For the third week, I worked on having the speech agent provide a guess to a clue provided by the child. To allow more flexibility in the clue the child provides, I worked on being able to allow the agent to provide an accurate guess, even if the clue provided is not an exact match to one of the properties returned from ConceptNet. I also worked question-answer generation models and tried using a Simple Wikipedia article to see what kinds of question answer pairs it produces.

Some problems I encountered:

The main issues that I encountered this week had to do with long runtime due to filtering and trying to detect similarity between the clue and the words being returned by ConceptNet.

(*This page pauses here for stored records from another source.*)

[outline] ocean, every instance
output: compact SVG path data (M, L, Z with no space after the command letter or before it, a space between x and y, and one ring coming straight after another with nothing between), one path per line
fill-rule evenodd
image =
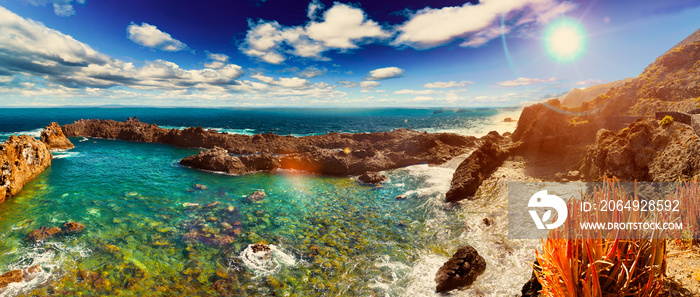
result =
M513 131L515 109L2 109L0 140L39 136L50 122L78 119L142 122L166 128L202 126L220 132L317 135L410 128L481 136ZM498 188L479 202L444 203L459 162L384 172L380 187L352 177L280 171L231 176L180 166L200 151L162 144L71 138L52 165L0 204L0 274L33 265L34 279L0 296L437 296L437 269L472 244L487 272L457 296L512 295L529 278L532 249L504 252L507 225L485 227L503 211ZM195 189L200 184L206 189ZM246 197L263 190L267 198ZM407 197L397 200L401 195ZM493 199L493 200L489 200ZM42 226L86 226L78 235L43 243L24 240ZM199 226L217 234L234 226L232 242L183 240ZM258 258L251 245L269 244Z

I also ran into some issues with training the model because I don’t have a GPU and I kept getting errors.

Week 2

Progress report:

For the second week, I worked on refining what I had completed last week. In the case the clue that the child provides is not an exact match to the information provided in ConceptNet, but similar in meaning, I was able to get the system to return a guess on an object with a property that is similar in meaning to the clue provided. I was also able to narrow down the list of properties of each entity extracted from and image by cutting out repetitive terms. I also found code provided by a past intern in the form of an Android app and looked to that as a reference point on how I could narrow down the search space.

Some problems I encountered:

I was trying to figure out the most effective way to extract information from the user utterance and how I could utilize the NLP APIs. I was also concerned about potential issues with runtime and I had a difficult time understanding how NLP models generate QA pairs.

Week 1

Progress report:

For this first week, I mostly familiarized myself with what past interns have already worked on and coding a basic implementation of AISpy where the agent is the one guessing and the child provides the clue. I also took a look at different papers related to BERT and question-answer generation to see if there was anything I could work off of as well as different knowledge bases to see what useful information could be extracted to use during gameplay. By the end of the first week, the code I wrote was able to extract a keyword, assuming the child says the clue in the form “I spy something that is…” and query and process information on dummy data using the ConceptNet API. If there was a match between the clue and information extracted from ConceptNet, the agent would return the guess in the form of “Is it a [object]?” where the object is the entity with the property that matches the clue. I also got a simple implementation of a question in the form of “What is [object] [relation]?”, where a relation was extracted from relevant relations from ConceptNet.

Some problems I encountered:

The main problem that I encountered during this first week is run time, since it would take the system a while before it would be able to generate a guess. The issue was that I was querying on multiple different relations. However, I wasn’t sure of the best way to narrow down which relations I was querying on. Another was that I was also trying to think of the types of clues a child might say, which made coding to account for all these different scenarios difficult. I also had a hard time understanding BERT and how to incorporate it into Q and A generation.